The team incorporated a medical device company named Respirana, which means “to breathe again.”
APPROACHING THE PRODUCT DEVELOPMENT FINISH LINE
April 21: The team was ready to validate our design against FDA-outlined performance requirements. Key performance requirements included:
- Ventilate patients with respiratory insufficiency for extended duration
- Operate continuously without a degradation of performance
- Meet these criteria under quantitatively specified worst-case conditions regarding respiratory insufficiency and pulmonary resistance
We needed to locate an artificial test lung that could simulate the degree of respiratory insufficiency and pulmonary resistance to validate our ventilator’s capability. Dr. Jim Philip, from Boston’s renowned Brigham & Women’s Hospital, came to the rescue with the knowledge of how to acquire the artificial lung. Dr. Ted McKean was able to procure a highly specialized flow meter from his biomedical engineering colleagues. Both physicians are investors in Raydiant Oximetry.
April 24: We successfully completed our validation studies and submitted the EUA authorization request to the FDA. It was an incredible feat for a team of volunteers to come together to design, develop and validate a ventilator solution in just four weeks! We are expecting to hear from the FDA about EUA authorization any day now.
Thankfully, the urgent need for ventilators, at least in the U.S. has relaxed for the time being. We also know that the situation could easily become dire again, especially in other parts of the world.
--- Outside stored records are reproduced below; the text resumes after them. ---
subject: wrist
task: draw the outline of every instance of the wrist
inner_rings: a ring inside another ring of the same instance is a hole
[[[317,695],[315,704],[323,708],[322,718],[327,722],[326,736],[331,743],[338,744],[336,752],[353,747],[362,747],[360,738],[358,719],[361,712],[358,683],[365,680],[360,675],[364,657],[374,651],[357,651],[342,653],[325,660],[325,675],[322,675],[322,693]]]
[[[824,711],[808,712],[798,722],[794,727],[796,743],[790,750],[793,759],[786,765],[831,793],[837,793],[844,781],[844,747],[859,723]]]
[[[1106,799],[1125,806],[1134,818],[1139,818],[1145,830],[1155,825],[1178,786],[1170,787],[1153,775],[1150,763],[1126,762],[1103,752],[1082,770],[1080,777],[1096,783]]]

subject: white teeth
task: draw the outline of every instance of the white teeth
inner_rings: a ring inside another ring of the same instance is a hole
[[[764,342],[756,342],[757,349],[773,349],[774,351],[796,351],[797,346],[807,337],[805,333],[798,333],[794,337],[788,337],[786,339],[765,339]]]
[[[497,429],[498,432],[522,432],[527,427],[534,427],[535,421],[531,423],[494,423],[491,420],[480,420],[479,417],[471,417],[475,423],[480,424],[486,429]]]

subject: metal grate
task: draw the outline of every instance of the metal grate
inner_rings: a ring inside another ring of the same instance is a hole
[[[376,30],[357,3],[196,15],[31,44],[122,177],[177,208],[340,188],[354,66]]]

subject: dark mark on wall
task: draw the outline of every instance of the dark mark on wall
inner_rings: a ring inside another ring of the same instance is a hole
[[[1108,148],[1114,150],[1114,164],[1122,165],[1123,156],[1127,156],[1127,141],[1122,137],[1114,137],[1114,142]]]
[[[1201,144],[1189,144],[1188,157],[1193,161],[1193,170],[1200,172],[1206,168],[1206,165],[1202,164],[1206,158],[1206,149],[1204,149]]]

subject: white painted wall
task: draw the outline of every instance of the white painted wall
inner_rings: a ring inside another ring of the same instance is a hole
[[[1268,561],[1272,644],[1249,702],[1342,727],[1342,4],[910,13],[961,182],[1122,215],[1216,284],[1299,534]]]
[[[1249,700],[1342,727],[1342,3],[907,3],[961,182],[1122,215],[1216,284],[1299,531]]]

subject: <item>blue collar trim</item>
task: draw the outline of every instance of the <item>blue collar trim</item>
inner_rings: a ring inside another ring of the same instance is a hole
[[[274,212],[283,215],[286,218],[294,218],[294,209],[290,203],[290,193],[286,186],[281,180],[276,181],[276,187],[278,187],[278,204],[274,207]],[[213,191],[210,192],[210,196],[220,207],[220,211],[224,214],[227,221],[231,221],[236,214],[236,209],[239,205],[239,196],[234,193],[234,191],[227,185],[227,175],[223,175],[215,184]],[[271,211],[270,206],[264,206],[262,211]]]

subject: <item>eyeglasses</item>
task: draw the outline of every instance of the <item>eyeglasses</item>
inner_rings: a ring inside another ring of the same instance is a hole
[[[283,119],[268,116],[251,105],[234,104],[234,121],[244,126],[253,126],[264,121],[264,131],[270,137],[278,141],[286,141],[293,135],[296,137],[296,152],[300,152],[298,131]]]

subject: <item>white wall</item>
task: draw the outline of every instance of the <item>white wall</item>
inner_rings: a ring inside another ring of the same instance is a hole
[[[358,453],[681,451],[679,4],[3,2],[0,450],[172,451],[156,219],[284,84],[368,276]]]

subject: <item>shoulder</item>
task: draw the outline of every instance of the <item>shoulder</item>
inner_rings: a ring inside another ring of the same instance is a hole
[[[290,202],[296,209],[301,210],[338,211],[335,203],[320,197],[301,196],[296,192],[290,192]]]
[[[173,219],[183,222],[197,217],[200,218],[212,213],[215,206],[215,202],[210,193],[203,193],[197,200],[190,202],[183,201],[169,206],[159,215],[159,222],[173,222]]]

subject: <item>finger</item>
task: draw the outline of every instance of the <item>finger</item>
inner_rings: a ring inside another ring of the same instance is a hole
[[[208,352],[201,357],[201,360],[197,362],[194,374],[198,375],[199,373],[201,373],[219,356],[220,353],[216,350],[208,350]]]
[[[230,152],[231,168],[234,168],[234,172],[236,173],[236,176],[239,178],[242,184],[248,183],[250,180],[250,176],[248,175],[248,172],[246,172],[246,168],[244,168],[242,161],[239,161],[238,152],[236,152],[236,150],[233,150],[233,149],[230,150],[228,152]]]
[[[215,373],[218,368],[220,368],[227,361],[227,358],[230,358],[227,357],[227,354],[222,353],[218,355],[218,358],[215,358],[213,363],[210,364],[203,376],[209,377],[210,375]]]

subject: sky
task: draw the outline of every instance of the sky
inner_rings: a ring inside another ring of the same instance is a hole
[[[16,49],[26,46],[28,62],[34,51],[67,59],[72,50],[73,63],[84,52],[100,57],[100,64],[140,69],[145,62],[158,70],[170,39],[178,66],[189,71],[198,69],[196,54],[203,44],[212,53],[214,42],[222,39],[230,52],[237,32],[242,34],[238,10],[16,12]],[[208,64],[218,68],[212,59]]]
While we hope that our ventilators will never need to be deployed in a mass-causality situation, we are confident that our solution could prevent another potential ventilator shortage crisis.
P.S. from the VCapital Team: Following their brief ventilator development sprint while COVID impeded Raydiant clinical efforts, Dr. Ray, Mr. DeLonzor and the Raydiant team are again focused single-mindedly on Raydiant Oximetry’s drive to the marketplace. Management of the new ventilator venture is now entirely in the hands of a recruited team outside of Raydiant, led by the newly appointed CEO Tom Hillman.
There’s a silver lining to all this too for Raydiant. As executives who know how to make contacts and build relationships, Ray’s and DeLonzor’s brief involvement with ventilator development nurtured a relationship with medical device leader Medtronic executives who are also involved in pulse oximetry. This strengthened relationship may yield benefits for Raydiant Oximetry down the road.